Subsidient: Danielle Verheijen/Wageningen University
Subsidie: S153.62

The purpose of this research is to show which factors can be related to the conservation attitudes of local people in and around Batang Gadis National Park, Sumatra, towards wildlife in general and the Sunda clouded leopard (Neofelis diardi) in particular. Implicit attitudes, that have an unknown origin, and explicit attitudes, that judge a certain situation, are formed by different factors, such as fear, experiences, (lack of) knowledge and culture. An insight in implicit and explicit attitudes can influence management practices of natural areas, including national parks.
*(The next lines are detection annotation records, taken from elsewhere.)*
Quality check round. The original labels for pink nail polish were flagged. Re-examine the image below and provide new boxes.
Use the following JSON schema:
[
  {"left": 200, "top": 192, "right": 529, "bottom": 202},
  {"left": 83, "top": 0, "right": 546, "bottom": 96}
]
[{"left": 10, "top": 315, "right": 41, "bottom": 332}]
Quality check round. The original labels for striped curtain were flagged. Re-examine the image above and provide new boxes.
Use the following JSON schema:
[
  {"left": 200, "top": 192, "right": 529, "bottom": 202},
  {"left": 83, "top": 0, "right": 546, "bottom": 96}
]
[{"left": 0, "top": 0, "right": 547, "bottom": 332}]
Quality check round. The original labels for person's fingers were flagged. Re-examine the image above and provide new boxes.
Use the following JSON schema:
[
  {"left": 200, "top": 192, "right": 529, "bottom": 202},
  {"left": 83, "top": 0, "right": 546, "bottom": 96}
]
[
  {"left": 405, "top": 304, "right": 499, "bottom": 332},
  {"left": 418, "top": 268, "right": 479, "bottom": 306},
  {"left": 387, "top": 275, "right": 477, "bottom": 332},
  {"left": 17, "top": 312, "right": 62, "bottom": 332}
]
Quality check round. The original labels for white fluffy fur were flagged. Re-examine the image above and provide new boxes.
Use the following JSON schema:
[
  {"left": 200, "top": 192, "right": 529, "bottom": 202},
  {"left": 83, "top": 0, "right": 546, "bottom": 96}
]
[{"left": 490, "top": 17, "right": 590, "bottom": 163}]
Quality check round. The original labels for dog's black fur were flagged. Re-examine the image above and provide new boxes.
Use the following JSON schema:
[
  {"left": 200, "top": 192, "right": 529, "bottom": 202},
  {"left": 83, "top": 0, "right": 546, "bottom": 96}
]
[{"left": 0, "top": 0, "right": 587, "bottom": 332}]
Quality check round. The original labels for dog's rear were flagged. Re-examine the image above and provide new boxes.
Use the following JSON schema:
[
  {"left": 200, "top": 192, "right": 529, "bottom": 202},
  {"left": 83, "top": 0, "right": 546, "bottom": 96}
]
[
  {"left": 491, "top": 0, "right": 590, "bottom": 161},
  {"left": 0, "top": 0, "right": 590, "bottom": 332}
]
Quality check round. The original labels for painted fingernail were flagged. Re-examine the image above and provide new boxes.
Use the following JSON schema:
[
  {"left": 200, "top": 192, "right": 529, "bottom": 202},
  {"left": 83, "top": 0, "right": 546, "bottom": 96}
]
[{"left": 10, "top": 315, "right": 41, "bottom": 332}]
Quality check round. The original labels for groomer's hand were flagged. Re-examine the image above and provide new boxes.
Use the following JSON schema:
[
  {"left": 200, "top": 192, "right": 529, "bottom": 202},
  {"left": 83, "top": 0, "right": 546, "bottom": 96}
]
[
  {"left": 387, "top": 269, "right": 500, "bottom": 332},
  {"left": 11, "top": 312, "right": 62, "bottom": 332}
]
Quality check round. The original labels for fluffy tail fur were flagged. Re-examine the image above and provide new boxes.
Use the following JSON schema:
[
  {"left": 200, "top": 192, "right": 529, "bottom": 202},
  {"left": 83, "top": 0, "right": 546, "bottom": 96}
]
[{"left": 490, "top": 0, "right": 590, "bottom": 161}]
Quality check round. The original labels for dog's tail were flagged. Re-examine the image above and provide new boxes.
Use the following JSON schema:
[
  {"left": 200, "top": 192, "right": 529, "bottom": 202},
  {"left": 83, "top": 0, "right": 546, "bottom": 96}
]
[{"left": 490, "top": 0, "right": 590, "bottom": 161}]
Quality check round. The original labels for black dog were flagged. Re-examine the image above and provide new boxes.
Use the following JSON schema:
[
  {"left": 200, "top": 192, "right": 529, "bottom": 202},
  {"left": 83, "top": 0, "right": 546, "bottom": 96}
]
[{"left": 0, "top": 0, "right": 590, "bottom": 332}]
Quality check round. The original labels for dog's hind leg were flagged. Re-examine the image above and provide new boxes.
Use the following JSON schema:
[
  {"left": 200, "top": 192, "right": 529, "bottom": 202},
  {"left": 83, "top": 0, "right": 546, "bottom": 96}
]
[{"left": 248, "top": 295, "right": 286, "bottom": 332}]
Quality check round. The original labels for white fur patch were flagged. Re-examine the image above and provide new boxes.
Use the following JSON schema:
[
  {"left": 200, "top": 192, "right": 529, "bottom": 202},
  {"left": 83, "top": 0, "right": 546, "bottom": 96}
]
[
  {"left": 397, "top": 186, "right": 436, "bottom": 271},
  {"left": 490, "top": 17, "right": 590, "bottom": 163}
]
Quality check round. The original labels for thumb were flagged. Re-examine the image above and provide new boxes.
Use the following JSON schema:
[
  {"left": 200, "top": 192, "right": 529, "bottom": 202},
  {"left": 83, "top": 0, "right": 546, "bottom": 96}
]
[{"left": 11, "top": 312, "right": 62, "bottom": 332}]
Data was obtained through opportunistic sampling by structured interviews among 105 mostly low-educated respondents in seven villages North-Sumatra. Overall, respondents had a negative attitude towards clouded leopard and were proponents of killing clouded leopard. Most respondents were opponents of killing wildlife and even supported the protection of wildlife. Among the most significant results were fear, knowledge about rarity of clouded leopard and visibility of clouded leopard the prominent variables that could be related to explicit, but moreover implicit conservation attitudes. Understanding the attitudes and impacts of different stakeholder groups on carnivores might be a necessity for the implementation of conservation programmes tailored for specific areas and target species.